I paced back and forth in my shop for about 15 minutes wondering if I was actually going to and I eventually worked up the gall to try it. It looked beautiful up until there was about 1/4” of material left at which point the carbide parting tool decided to LEAVE THE CHAT in violent manner.
I can picture it...... Too funny! Damn carbide can be so dramatic and emotional. Just like my wife. But I love her anyway.
Yes, that's the tool I have except mine is the 1" version milled down to fit a 3/4" tool holder. It takes the larger GTN3 inserts instead of GTN2. Mine is limited to 2" stock and yours is prolly less.
OK, so your done with Carbide....
after trying the HSS and not having a single sketchy thing happen, and to be able to go nice and slow and controlled, it’s night and day.
If you think HSS is night and day, try HSS upside down. It's midnight and high noon. Absolutely zero rectal tightening required. Go slow and comfy.
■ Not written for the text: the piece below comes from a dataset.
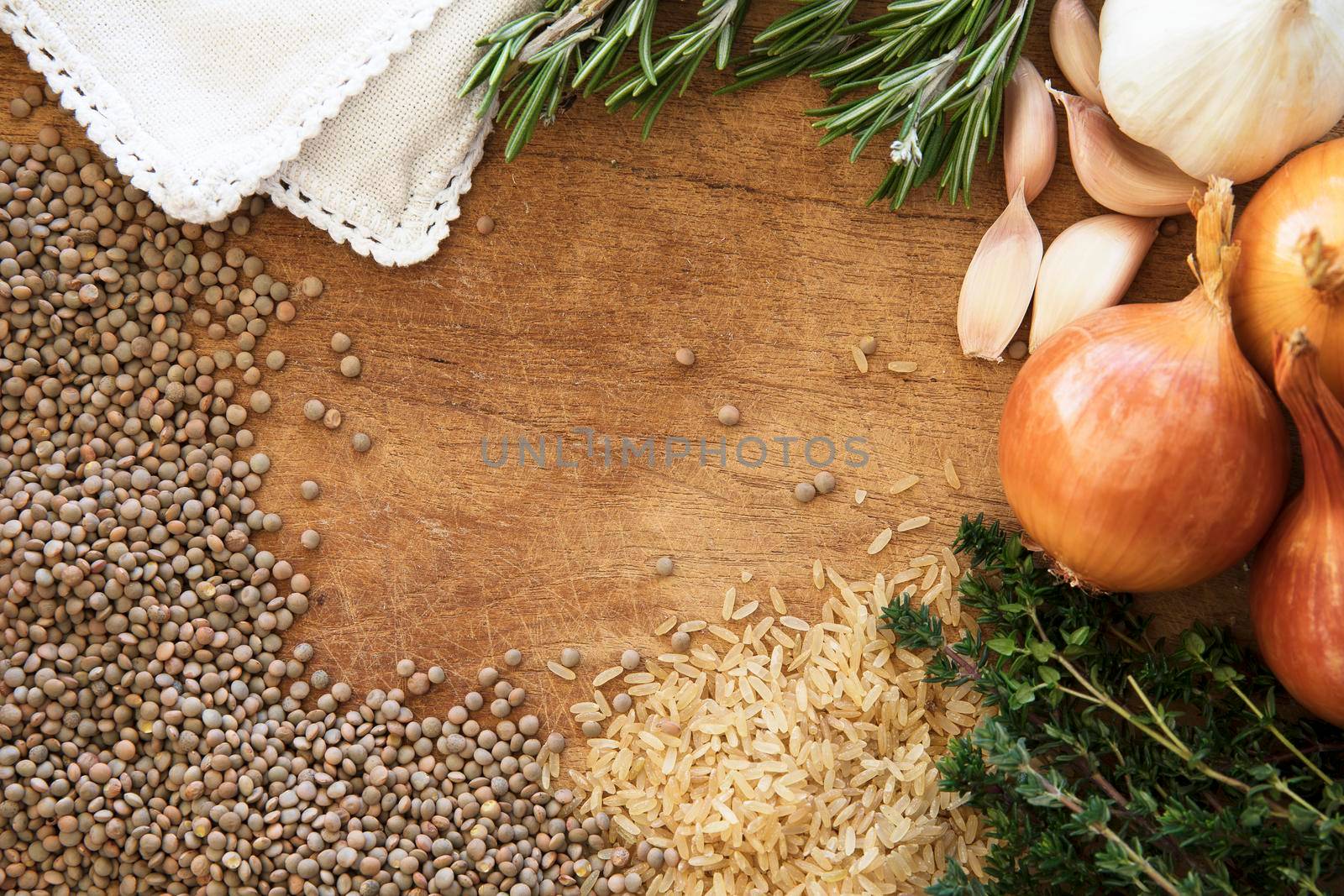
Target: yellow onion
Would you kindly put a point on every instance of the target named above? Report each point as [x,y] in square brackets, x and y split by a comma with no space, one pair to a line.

Feed as you need to, let the tool do its job, and relax.
All my HSS Parting tools except one are mounted upside down. I can't remember the last time I used that one.
Regarding the Carbide
He said to shoot for 400sfpm on my carbide parting tool and slam it in power feed on a lower feed rate if my lathe could.
Assuming you are cutting regular steel I think that's too slow. It's fine to start, but quickly gets too slow as the cut progresses. I'd go double that to start with. Always start parting at the high end if you can because it will be slow at the low end if you don't.
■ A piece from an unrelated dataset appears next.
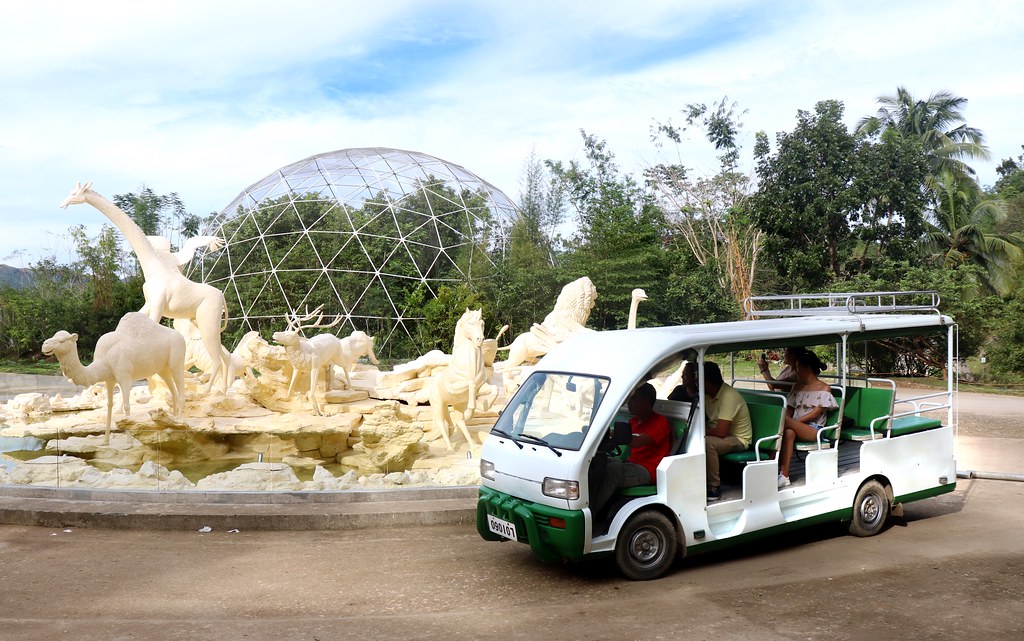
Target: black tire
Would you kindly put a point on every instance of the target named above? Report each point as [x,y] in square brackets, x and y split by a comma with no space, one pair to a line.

The recommended parameters for this insert for steel are:
Converting those numbers to imperial, the recommended feed rate is 0.002 to 0.008 per rev (you didn't say what you used) and my math (someone please check it) says the recommended RPM is:
2" diam - 500 to 1500 rpm
1" diam - 900 to 3000 rpm
1/4 diam - 4000 to 12,000 rpm
Your efforts broke at 1/4 inch. I'm betting big money you were cutting WAAAAY too slow as you got closer to center. And you may have been feeding too fast too.
We all know that surface speed reaches zero at the center of the cut no matter how fast the RPM is and it's impossible to set the lathe fast enough to avoid that. I usually stop the lathe partway through and increase speed as the diameter gets smaller. But lots of guys don't.
If I were doing what they do, I'd go with the fastest speed for my work diameter or slightly more knowing it will be low as it gets near center. If I think it's too slow based on feedback from the "chat box" (as you called it), I might stop the lathe and break the part off by flexing it back and forth. Of course, the better approach is to speed things up.
I suppose it might also be that a 1/2 parting tool is just too small for serious parting on a small lathe.
That's my thoughts on your carbide parting.
Anyways, try HSS upside down. I bet you gunna LUV it!